Not surprisingly, this creates a fortune for distributors—their products are different from legal drugs, are not regulated, and vary greatly in dosage and purity. As a result, the number of overdose deaths has more than doubled with the decrease in prescriptions, reaching a record high of more than 93,000 in 2020.
However, the anti-opioid fighters have been in hot pursuit and continue to learn the wrong lessons from the history of tobacco. Big pharmaceutical companies lie about the benefits of opioids, just as big tobacco companies lie about cigarettes. Therefore, they believe that any positive claims about opioids must be suppressed and medical supplies must be further reduced.
This method obscures the fact of addiction that is vital to prevention and treatment. On the one hand, most opioid addiction does not start with medical treatment. 80% of people who start abusing prescription opioids get them from friends, family members, or other illegal sources rather than doctors—almost all addicted people have already used other drugs, such as cocaine or methamphetamine.
In addition, addiction usually begins in youth, 90% of which begin in adolescence or early adulthood experiments. On the contrary, chronic pain often appears in middle or old age.
Therefore, according to a review co-authored by the director of the National Institute of Drug Abuse, less than 8% of people who take opioids for pain for a long time will develop new addiction problems. In fact, this age group has the highest rate of opioid prescriptions — people over 65 — and the lowest rates of addiction and overdose. (No, this research was not funded by large pharmaceutical companies, even though they used some of them very dishonestly.)
It’s hard to stop teenagers from taking drugs for grandma’s misery. Policies aimed at minimizing surplus pills prescribed for acute pain make sense—as does the provision of safe storage for needed medications. But our current strategy to reduce prescriptions for chronic pain has failed.
Although caution is needed when applying tobacco history to opioid policy, the settlement does provide a clear warning lesson: use the money well.

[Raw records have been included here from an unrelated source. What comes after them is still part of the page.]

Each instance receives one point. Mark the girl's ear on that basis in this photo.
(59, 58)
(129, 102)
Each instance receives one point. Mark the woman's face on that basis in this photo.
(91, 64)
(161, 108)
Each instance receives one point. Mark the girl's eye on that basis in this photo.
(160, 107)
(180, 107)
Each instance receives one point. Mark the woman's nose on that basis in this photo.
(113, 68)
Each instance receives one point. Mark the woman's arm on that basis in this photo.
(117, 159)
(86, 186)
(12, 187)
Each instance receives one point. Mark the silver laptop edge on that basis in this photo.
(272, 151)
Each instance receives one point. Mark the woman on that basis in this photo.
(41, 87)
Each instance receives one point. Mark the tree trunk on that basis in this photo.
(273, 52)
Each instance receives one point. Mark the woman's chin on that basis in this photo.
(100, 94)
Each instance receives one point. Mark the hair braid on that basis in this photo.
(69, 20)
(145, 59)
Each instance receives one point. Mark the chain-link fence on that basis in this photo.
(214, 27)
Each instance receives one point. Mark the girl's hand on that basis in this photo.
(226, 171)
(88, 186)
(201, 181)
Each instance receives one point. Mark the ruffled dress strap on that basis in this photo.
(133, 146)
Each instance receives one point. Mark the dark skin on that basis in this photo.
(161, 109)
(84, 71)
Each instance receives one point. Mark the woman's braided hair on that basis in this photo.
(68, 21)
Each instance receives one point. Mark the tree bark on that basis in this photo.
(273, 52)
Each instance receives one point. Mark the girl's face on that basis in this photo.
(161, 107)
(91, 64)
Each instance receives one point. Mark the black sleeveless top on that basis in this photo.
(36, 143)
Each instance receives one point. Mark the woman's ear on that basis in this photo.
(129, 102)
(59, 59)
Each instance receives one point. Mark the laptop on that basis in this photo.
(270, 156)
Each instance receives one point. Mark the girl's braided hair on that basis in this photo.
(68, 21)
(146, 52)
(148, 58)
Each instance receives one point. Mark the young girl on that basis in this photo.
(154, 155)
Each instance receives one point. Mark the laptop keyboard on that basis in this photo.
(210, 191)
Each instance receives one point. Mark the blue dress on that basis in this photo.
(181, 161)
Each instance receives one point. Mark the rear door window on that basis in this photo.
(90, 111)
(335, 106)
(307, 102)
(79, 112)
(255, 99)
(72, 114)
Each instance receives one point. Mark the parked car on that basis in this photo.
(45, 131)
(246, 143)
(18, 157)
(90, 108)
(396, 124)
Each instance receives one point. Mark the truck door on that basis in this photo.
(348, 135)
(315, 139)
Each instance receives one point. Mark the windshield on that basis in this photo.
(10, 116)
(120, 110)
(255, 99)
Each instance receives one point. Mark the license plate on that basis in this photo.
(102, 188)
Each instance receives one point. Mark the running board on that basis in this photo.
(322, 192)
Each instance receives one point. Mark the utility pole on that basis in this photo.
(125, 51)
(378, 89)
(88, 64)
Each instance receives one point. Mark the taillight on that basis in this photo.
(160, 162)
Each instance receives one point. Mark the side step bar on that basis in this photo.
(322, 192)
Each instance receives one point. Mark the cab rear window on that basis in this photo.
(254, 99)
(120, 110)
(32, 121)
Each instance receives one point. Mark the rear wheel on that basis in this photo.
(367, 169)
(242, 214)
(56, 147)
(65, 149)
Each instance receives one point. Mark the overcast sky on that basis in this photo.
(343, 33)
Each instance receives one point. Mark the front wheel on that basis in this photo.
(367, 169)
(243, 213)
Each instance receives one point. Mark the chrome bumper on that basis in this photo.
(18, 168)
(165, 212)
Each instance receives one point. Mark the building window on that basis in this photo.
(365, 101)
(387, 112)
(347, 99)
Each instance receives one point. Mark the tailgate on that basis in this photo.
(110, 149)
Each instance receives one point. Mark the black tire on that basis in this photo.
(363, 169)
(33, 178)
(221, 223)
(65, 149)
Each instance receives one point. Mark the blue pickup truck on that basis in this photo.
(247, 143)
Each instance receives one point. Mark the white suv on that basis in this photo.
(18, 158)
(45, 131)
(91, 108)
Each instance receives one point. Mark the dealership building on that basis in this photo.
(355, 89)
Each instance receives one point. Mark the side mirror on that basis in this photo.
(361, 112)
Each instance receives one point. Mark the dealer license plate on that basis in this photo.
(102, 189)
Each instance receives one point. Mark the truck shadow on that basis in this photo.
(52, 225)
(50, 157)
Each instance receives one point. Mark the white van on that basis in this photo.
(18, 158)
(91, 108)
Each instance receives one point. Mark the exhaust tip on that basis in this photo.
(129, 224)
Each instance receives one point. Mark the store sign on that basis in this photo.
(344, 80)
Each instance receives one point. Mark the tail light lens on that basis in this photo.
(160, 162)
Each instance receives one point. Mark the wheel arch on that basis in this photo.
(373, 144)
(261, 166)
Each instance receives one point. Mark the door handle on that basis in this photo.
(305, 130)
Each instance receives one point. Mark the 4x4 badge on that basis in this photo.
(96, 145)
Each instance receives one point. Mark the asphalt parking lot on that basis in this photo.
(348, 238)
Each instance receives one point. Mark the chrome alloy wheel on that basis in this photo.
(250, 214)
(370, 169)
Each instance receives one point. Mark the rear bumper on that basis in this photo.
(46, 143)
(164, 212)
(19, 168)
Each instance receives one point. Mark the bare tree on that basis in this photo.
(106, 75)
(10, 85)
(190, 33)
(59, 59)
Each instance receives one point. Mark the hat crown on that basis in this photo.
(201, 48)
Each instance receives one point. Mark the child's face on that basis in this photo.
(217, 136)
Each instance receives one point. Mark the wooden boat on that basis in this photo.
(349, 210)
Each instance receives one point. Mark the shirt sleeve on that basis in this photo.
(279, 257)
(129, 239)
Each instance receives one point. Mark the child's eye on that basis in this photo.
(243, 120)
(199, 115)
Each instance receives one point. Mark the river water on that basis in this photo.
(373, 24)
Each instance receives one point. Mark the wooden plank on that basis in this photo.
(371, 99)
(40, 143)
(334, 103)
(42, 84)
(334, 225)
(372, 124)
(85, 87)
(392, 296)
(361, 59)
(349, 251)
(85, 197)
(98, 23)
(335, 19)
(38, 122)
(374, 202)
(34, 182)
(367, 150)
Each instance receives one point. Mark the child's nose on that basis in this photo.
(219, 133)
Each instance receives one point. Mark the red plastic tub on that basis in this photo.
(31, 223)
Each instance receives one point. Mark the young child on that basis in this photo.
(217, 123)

Cigarette manufacturers have paid approximately $246 billion—but almost all of it has fallen into the general funds of the states. For example, in fiscal 2021, less than 3% of the US$27 billion allocated are directly used for smoking cessation and prevention.
To do better, we must strictly target opioid funds and use them wisely. This means shifting from cutting supply to helping.
First, the doctor must be allowed to continue to prescribe the medicine Patients already taking opioids-don’t worry about doing so responsibly will cause them to lose their license or freedom. Millions of “legacy patients”-and future patients who have exhausted other options-need a legal safe haven so they don’t die from the reduced dose designed to save them.
Second, addicts need better care: arrest or expulsion for suspected abuse is not treatment. When doctors diagnose opioid addiction, they should be able to legally prescribe methadone or buprenorphine on the spot without having to send the patient to a restricted clinic. In addition, rehabilitation centers that do not provide drugs or devalue drugs should not receive government or insurance funds.
In short, we need to use settlement funds for proven effective care and stop prioritizing
Prescription monitoring and enforcement. Despite the dangers, there are currently no substitutes for these drugs. Although a world without smoking is desirable, a world without opioids is a painful world.
This is an opinion and analysis article, and the opinions expressed by the author or author are not necessarily those of the author Scientific american.